Hermes is rotten

And all the old Gods have faded: this was a turning ago, and as this turning ends again the Gods of the age will become rotten and dank. And the name Lesbia will again refer to an island.

Lesbia

GROW weary if you will, let me be sad.
Use no more speech now;
Let the silence spread gold hair above us,
Fold on delicate fold.
Use no more speech;
You had the ivory of my life to carve.…

And Picus of Mirandola is dead;
And all the gods they dreamed and fabled of,
Hermes, and Thoth and Bêl are rotten now,
Rotten and dank.

And through it all I see your pale Greek face;
Tenderness
Makes me eager as a little child to love you,
You morsel left half-cold on Cæsar’s plate.

Richard Aldington, 1913

I will add this: we could do with more silence and care, and less shouting and rights. For the poets overstate their status. They are the fools: they sing us their songs, and they are the clowns. John Wright has this correctly sorted.

Most poets would benefit for a time working in the soup kitchen.

““Publishing is undeniably a force for good,” Dohle continued. “But working in an industry that is inherently a service to society …”.”

Would that Robert Heinlein could rise from his grave, and with a scabby, undead but talented hand grasp this prideful weasel by the throat and explain the following in the breathy whisper stinking of the fumes from hell:

Markus Dohle, you dolt. We are in the clown business. Our job is to make the customer smile, or laugh, or on rare occasion, ponder some new thought, but only if it entertains him. We are not his teacher, his father confessor, his mother or his guru. We are his servant, the fool the king keeps by his throne to kick. In a free market, the customer is king.

We are competing for his beer money. He could buy a computer game, a comic book, a pack of songs or a pack of smokes instead with the money we ask him to plunk down on the barrel head for books about space marines in power armor or men from Mars named Smith.

If the customer wanted us to do social engineering, they would have voted for us for alderman. If they wanted us to lead a crusade, they would have written a letter to the Pope.

They want us to sing a song, say a poem, tell a love story, tell a tall tale of adventure, make dark days bright, boring days memorable, and to remind them of what the world really should be.

It is a godlike task, not to be taken lightly. But that is the whole task.

Shut up and publish books. If honest love of honest craftsmanship is not enough to make you love your work, them go pass out soup to the poor in a soup kitchen.

The last turning but one died in the charnel house that was the long war, from 1914 to 1990. And we are fools to think that the twentyfive years of peace we have had after that, and the Gods of this age, will last longer than the Edwardian ones did.

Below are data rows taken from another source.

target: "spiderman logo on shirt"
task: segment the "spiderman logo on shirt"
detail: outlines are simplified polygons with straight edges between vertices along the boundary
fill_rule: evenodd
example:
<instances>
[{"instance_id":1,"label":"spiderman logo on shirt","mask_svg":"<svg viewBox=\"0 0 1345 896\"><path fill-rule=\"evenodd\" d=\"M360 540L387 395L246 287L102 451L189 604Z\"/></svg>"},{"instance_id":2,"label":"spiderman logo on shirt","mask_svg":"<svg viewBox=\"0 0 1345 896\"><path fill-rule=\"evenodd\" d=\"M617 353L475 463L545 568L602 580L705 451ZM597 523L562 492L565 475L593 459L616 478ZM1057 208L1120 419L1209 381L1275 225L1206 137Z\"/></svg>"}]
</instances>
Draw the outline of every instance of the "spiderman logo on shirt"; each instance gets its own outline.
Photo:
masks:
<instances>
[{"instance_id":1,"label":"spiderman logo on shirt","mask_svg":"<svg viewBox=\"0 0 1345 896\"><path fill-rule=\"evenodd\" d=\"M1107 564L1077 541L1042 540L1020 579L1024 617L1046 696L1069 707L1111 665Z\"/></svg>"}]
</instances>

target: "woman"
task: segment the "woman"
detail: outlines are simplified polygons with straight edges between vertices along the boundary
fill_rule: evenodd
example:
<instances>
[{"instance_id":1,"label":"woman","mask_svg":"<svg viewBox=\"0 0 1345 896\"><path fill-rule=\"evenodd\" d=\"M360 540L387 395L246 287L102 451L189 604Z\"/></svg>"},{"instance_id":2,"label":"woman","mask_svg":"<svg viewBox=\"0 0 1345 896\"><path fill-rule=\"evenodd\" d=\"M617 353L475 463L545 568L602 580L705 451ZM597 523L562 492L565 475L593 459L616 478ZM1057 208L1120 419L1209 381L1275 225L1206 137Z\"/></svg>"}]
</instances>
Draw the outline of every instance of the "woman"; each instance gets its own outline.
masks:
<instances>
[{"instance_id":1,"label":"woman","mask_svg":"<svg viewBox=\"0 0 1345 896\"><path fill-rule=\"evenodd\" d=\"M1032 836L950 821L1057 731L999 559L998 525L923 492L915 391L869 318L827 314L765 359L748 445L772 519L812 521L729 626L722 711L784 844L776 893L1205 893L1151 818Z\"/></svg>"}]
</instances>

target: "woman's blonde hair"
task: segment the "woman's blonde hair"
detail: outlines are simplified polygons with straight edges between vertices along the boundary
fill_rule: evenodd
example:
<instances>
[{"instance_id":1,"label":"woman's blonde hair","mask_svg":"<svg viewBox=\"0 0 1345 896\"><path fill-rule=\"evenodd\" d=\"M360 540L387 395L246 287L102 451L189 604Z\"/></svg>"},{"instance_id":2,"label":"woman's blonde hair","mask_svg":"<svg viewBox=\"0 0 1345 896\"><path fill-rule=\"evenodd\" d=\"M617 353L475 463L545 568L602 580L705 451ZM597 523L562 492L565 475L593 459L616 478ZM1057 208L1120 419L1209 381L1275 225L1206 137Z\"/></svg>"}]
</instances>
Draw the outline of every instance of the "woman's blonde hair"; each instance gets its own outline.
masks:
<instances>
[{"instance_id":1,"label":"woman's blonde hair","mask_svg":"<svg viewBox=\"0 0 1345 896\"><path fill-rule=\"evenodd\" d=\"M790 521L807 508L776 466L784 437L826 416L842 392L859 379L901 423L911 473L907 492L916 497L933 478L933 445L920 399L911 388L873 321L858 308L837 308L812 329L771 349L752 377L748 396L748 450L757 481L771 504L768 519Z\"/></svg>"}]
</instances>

2 thoughts on “Hermes is rotten

  1. John Wright has it down pat. If Heinlein’s resurection ghoul could arise and ‘grasp this prideful weasel by the throat’ he would probably refer it to the French word for entertainment – ‘divertissement’ [to divert] and then perhaps point him in the direction of Jacques Ellul and his prophetic [and ignored] observational work, ‘Propaganda. The Formation of Mens Attitudes’.

    We have a choice..’as it was in the days of Noah so shall also the coming of the Son of man be.For as in the days that were before the flood they were eating and drinking, marrying and giving in marriage, until the day that Noah entered into the ark,..

    or ….For there our captors demanded of us songs, And our tormentors mirth, saying, “Sing us one of the songs of Zion.” How can we sing the LORD’S song In a foreign land?

    Tomorrow they bury my friend and faithful servant of the Christ. He suffered much and wasn’t healed at the eleventh hour, despite his prayers healing many others. I doubt he would want it now. He has a new song and a long time to sing it in his real home.

    Hit it Phil!

    1. Yeah. We lost someone over the weekend and work is in grief down here. Prayers for the family.

      And I want my good old fashioned fun back. Some people, like John Wright, still make such books.